Now, let’s look at the potential for infrastructure investment through this industry.
During the 2013 election, Premier Christy Clark’s BC Jobs plan promised the LNG industry would create 40,000 construction jobs and $1 trillion in GDP growth over 30 years – and enough revenue to build a $100 billion prosperity fund.
The aim of the fund is to eliminate the provincial debt over time, lower taxes, and make long-term investments in services such as healthcare, education, employment, and infrastructure.
But the prosperity fund only grew to $100 million in 2016, and it wasn’t even linked to LNG. A number of LNG projects have either been put on hold or left in the dust.
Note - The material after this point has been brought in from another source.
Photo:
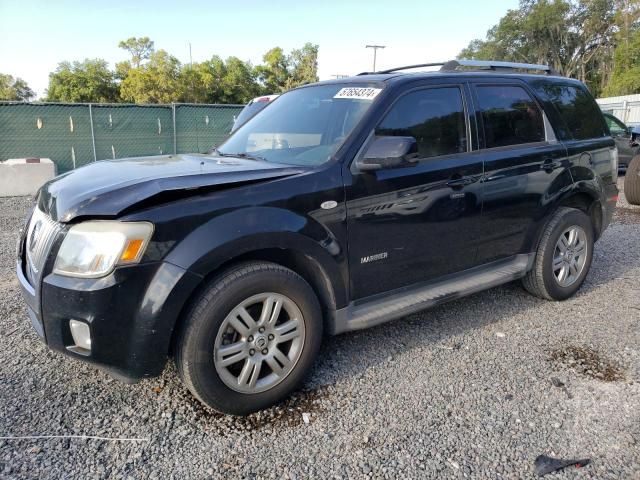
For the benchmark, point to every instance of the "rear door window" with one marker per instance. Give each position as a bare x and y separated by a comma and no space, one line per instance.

A quick scan of the provincial government’s website reveals there are currently 19 liquefied natural gas (LNG) export proposals in British Columbia, all at various stages of development as of March 2017.
Think of the sustainable, good-paying jobs these projects can create, and the resulting investments in our schools, daycares and hospitals as a result of exporting our energy, forest products, and minerals to the world.
We deserve a thriving health care system that can help those who so desperately need it. We deserve properly resourced schools for our children. Investments in BC’s natural resources means clean technology for future generations, local jobs today and a better tomorrow for future generations.
Simply put, the sustainable use of our natural resources means a better future – for the province, for us, and for our children.